As discussed before, even if the copy from a browser's perspective and the copy from a crawler's perspective are different, it still doesn't necessarily mean that the page is utilizing semantic cloaking. For example, some servers will send JavaScript to the browser but not to the crawler. Hence, a better heuristic for eliminating pages that are not likely to perform semantic cloaking is needed.
In order to determine a better heuristic rule, we carefully study the manually detected cloaking examples. One common characteristic of these examples is that spammers are ambitious. They will often list more keywords or links in the copy sent to the crawler than the copy sent to the browser if they utilize cloaking. Typically these keywords are real words for popular queries, e.g., names of hot games, pop stars, digital cameras. An example of a portion of a semantic cloaking page with many keywords is shown in Figure 2.
Hence, the ideal situation is that there exists a complete enough dictionary that contains all the keywords that may be used for spamming purpose. Thus, the heuristic rule can be that if the copy sent to the crawler contains a number of dictionary terms that don't exist in the copy sent to the browser, then this page will be marked as a candidate and sent to the classification step.
A threshold can be used in which pages with more than this threshold of words only in the copy sent to the crawler or sent to the browser will be marked as candidates. We refer to this heuristic rule as the ``term rule'' in this paper. Different thresholds will generate different candidate lists. Obviously, one is the optimal threshold in the sense that no semantic cloaking page will be filtered out during this filtering step.
As we have described above, spammers may also put different links in the copy sent to the crawler and in the copy sent to the browser. Similarly, we can have a rule for links: first we extract all links from pages and if a page has more than a threshold of unique links that don't occur in the copy sent to the browser or do not occur in the copy sent to the crawler, we will mark this page as a candidate and send it to the classification step. We refer to this rule as the ``link rule''. Again, the optimal threshold will be one for this link rule. Any page that matches either term rule or link rule will be marked and sent to the second step.
The filtering step above will admit candidate pages. We have also explained that a single copy each from the crawler and the browser is insufficient to detect semantic cloaking. Hence, for each candidate, we download another copy from both browser and crawler perspectives. For consistency, we download these two copies in the same order as the one for the initial two copies, i.e., if we use , , and , to represent the copies downloaded as a browser and a crawler respectively, then the downloading sequence of these four copies should be either or .

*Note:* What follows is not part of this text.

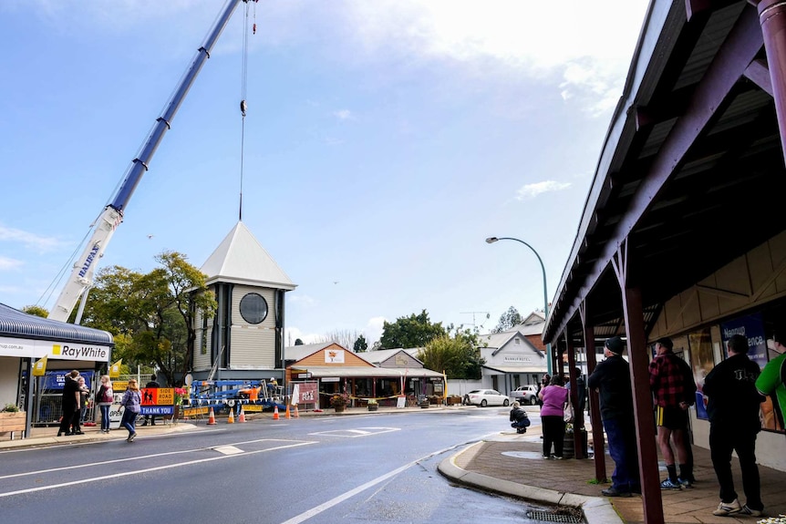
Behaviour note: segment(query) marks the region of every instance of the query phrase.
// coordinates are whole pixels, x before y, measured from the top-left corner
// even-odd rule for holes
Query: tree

From the four copies of a page, a set of features can be generated. We use a set of labeled pages for training a classifier to determine whether or not the page is employing semantic cloaking.
A major concern is how to generate a set of useful features. As in most machine learning tasks, this is best performed using domain expertise. Based on our examination of many cloaking and non-cloaking pages, and with raw data in the form of four parsed versions of a page in mind, we have created a number of potentially useful features.
One goal for our classifier is widespread applicability to unseen pages -- as a result, where possible we choose features that are independent of the actual content of the pages. Most features represent information about the content, rather than the content directly. Given that we are examining hypertext, we can extract features based both on the content (text, markup, etc.) as well as links to other pages. Note that although ``title'', ``keyword'' and ``description'' fields are not a part of the standard HTTP response header, we observe that many spammers include these fields into the HTTP response header. Hence, we take this observation into account in our feature selection process. We show content and link-based features of one instance of a page in Figures 3 and 4, respectively.
Since at this point we have four copies of each page, we can also consider the differences across and within user-agents. Intuitively, such differences are important as they can distinguish between time-changing content versus static differences between versions sent to the two user-agents. We generate features for both kinds of differences.
Therefore, given two instances, we compare the feature values for many features (e.g., is the number of links contained in each the same), and we compare aspects of the content (e.g., how many terms appear only one instance, but not the other). These features are calculated from the comparison of instances sent to the same client (e.g., from to ), and from the comparison of instances retrieved first or last (e.g., from to ). Some examples of these features are shown in Figure 5.
By combining the various features described above, we finally determine 162 features for each candidate page to train the classifier.
For the link rule, we extract all the links within the ``HREF'' tags for all the pages. If the copy sent to the crawler contains more than a threshold of links that don't exist in the copy sent to the browser, we mark it as a candidate and send it to the second step.
For the second step, we employ a support vector machine as our classifier model. The software SVM [23] is used to train the SVM classifier.
For each of these queries, we retrieved the top 200 responses from the Google search engine. The number of unique URLs is 47,170. In each case we record the entire response - the HTTP headers, including response code, plus the body of the response. We also record, and follow, HTTP redirection responses.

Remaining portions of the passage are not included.